A named vector with coefficients of the specified distribution parameter.

Author(s)

Jaime Mosquera Gutiérrez, [email protected]

Examples

library(EstimationTools)

#--------------------------------------------------------------------------------
# Example 1: coefficients from a model using a simulated normal distribution
n <- 1000
x <- runif(n = n, -5, 6)
y <- rnorm(n = n, mean = -2 + 3 * x, sd = exp(1 + 0.3* x))
norm_data <- data.frame(y = y, x = x)

# It does not matter the order of distribution parameters
formulas <- list(sd.fo = ~ x, mean.fo = ~ x)

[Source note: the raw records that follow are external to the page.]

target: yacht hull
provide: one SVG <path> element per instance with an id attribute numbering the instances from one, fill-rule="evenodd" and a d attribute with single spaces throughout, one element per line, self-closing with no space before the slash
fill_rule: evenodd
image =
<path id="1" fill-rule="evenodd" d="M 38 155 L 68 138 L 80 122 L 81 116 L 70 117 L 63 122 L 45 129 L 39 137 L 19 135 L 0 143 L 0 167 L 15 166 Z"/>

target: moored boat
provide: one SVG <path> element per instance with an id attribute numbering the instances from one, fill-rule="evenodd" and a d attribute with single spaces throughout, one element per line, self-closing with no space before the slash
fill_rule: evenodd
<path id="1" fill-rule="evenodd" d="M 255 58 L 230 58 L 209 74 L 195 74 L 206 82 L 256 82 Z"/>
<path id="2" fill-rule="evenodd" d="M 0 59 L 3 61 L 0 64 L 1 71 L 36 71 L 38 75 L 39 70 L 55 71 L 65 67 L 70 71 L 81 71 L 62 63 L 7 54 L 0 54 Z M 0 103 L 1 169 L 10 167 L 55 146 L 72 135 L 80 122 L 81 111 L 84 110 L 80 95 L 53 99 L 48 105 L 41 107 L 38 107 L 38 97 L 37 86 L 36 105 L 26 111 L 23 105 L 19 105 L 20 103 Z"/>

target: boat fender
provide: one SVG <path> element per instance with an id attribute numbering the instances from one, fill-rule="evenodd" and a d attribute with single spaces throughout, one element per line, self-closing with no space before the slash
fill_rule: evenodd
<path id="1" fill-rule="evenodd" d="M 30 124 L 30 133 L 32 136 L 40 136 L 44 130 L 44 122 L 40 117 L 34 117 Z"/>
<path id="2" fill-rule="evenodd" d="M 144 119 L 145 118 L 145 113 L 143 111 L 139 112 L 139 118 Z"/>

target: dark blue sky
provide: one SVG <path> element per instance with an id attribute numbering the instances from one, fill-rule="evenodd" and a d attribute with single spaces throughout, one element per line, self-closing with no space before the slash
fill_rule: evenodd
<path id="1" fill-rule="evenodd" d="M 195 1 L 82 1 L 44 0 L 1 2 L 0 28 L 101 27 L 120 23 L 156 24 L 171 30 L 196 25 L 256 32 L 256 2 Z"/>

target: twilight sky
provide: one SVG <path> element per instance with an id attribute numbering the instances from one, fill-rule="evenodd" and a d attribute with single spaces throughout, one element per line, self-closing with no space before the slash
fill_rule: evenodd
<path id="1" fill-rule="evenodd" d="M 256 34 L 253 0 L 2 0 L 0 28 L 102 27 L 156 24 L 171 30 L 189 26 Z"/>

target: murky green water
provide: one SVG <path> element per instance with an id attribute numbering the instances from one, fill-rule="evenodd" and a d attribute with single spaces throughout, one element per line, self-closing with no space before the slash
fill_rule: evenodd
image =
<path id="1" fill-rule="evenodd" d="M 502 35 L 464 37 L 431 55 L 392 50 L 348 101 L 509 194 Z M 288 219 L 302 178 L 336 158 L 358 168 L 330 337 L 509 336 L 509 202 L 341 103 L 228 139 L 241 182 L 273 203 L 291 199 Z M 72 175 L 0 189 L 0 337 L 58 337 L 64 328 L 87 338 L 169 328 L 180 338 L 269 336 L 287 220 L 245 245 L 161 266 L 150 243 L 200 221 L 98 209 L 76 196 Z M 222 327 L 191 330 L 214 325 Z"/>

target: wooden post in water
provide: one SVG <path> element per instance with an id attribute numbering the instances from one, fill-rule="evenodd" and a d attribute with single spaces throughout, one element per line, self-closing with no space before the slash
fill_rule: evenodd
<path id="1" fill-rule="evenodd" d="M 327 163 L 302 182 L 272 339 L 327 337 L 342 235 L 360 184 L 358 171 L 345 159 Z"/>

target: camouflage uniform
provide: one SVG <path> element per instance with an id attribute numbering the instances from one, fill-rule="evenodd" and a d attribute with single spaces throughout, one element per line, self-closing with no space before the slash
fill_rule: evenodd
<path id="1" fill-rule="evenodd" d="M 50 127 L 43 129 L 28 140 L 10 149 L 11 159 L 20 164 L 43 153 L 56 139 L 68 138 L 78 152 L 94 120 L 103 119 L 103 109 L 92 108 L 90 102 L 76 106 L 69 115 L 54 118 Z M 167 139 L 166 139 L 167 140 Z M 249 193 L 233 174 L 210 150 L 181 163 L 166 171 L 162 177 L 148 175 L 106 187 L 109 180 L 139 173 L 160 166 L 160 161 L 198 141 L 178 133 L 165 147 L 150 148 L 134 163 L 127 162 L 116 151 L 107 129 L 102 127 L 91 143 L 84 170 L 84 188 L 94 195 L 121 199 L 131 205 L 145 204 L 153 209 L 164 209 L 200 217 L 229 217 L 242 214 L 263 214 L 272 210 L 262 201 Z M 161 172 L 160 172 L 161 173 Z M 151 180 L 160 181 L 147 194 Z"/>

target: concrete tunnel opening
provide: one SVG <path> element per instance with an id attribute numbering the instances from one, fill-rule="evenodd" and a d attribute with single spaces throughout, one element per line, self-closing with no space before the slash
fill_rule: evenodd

norm_mod <- maxlogLreg(formulas, y_dist = y ~ dnorm, data = norm_data,
                       link = list(over = "sd", fun = "log_link"))
coef(norm_mod)
coef(norm_mod, parameter = 'sd')
a <- coefMany(norm_mod, parameter = c('mean', 'sd'))
b <- coefMany(norm_mod)
identical(a, b)


#--------------------------------------------------------------------------------
# Example 2: Parameters in estimation with one fixed parameter
x <- rnorm(n = 10000, mean = 160, sd = 6)
theta_1 <- maxlogL(x = x, dist = 'dnorm', control = list(trace = 1),
                 link = list(over = "sd", fun = "log_link"),
                 fixed = list(mean = 160))
coef(theta_1)


#--------------------------------------------------------------------------------

---

Cumulative hazard functions for any distribution

Description

This function takes a maxlogL hazard function and computes the cumulative hazard function.

Usage

cum_hazard_fun(
  distr,
  support = NULL,
  method = c("log_sf", "integration"),
  routine = NULL
)

Arguments

distr	a length-one character vector with the name of density/mass function of interest.
support	a list with the following entries: interval: a two dimensional atomic vector indicating the set of possible values of a random variable having the distribution specified in y_dist. type: character indicating if distribution has a discrete or a continous random variable.
method	a character or function; if "log_sf", the cumulative hazard function (CHF) is computed using the expression $H(t) = -\log (S(t))$; if "integrate_hf", the CHF is computed with the integral of the hazard function.
routine	a character specifying the integration routine. integrate and gauss_quad are available for continuous distributions, and summate for discrete ones. Custom routines can be defined but they must be compatible with the integration API.

Value

A function with the following input arguments:

x	vector of (non-negative) quantiles.
...	Arguments of the probability density/mass function.

Author(s)

Jaime Mosquera Gutiérrez, [email protected]

See Also

Other distributions utilities: expected_value(), hazard_fun()

Examples

library(EstimationTools)

#----------------------------------------------------------------------------
# Example 1: Cumulative hazard function of the Weibull distribution.
support <- list(interval=c(0, Inf), type='continuous')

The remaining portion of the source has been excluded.